The air force has increased reconnaissance activities, partly because of new Israeli UAVs that arrived recently. The air force is looking for the LTTE construction equipment (bulldozers and such), that are used to build new bunkers, behind ones recently lost to the army. The construction equipment can build new bunkers quickly enough to halt the army advance. Building new bunkers by hand is not nearly as quick. In many areas, the LTTE already has a second, or third, line of bunkers built. But not everywhere, and that has made construction equipment a prime air force target. And it's hard to hide the construction site, and the newly turned earth.

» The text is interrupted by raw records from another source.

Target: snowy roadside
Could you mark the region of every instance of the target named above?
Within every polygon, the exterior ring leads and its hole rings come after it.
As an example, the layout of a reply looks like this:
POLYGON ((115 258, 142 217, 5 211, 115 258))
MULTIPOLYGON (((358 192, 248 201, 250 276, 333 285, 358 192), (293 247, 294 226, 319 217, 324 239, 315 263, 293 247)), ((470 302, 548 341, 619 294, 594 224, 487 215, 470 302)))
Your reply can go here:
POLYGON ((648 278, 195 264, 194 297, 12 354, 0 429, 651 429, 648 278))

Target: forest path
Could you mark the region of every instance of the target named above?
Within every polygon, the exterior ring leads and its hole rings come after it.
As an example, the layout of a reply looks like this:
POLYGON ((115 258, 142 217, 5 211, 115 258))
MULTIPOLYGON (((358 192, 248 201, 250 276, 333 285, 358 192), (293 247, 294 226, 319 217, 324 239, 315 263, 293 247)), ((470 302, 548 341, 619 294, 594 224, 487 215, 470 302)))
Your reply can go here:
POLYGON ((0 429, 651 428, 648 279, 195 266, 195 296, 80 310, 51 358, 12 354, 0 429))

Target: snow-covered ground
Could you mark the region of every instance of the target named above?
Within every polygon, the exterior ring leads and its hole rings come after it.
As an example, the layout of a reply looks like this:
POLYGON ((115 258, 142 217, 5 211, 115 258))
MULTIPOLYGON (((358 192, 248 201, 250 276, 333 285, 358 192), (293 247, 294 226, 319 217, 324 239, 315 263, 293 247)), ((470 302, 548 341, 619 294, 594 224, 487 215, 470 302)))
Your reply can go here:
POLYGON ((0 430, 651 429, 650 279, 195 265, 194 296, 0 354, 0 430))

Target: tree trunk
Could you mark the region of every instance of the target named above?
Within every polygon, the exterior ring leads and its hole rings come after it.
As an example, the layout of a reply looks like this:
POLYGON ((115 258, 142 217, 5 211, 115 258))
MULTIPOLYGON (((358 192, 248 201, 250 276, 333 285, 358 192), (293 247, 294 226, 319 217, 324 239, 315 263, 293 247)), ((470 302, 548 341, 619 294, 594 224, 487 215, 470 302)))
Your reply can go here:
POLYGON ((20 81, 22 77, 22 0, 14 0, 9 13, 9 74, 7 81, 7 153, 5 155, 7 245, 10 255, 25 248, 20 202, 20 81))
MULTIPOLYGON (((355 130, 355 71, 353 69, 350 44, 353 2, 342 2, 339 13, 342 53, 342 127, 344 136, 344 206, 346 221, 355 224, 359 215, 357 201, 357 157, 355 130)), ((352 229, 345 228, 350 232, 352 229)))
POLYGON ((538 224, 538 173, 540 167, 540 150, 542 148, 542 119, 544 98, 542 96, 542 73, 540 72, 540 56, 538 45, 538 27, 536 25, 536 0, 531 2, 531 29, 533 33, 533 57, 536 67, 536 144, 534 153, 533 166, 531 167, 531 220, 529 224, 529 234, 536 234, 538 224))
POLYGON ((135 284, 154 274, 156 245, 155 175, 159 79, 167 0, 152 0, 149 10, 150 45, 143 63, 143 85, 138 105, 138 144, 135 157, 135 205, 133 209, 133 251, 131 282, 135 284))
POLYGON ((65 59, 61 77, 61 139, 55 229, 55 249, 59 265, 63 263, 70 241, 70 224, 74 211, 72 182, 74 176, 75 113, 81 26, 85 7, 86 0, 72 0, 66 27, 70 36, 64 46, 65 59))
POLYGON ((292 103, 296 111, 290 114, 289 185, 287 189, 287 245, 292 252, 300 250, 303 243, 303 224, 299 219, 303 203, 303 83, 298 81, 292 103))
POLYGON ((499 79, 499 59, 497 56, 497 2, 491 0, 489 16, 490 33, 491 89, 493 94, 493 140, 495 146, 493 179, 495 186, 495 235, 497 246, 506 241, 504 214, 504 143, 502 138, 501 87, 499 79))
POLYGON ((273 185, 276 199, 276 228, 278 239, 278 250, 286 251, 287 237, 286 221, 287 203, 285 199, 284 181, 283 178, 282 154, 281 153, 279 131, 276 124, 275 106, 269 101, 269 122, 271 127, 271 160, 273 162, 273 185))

The army has been using more commando style raids to take bunkers. Since the LTTE fighters holding the bunkers are often newly recruited teenagers, it is easier to surprise and overwhelm the defenders with a precisely executed pre-dawn assault. This puts fewer soldiers at risk, but requires experienced troops trained to a high standard.

The LTTE asked for a ceasefire, but the government refused. A ceasefire at this point would only serve to enable the LTTE to rebuild itself, in preparation for another round of fighting.

July 17, 2008: The army captured the northwestern town of Vidattaltivu, a LTTE logistics and naval base. The LTTE had controlled this town since 1990. This comes two weeks after another LTTE held town, Mannar, was captured. The LTTE controlled territory is being broken up by the capture of these coastal towns, and that is the beginning of the end of LTTE control in the north. For while the LTTE can scrounge up more fighters to man bunkers, they can't create more land.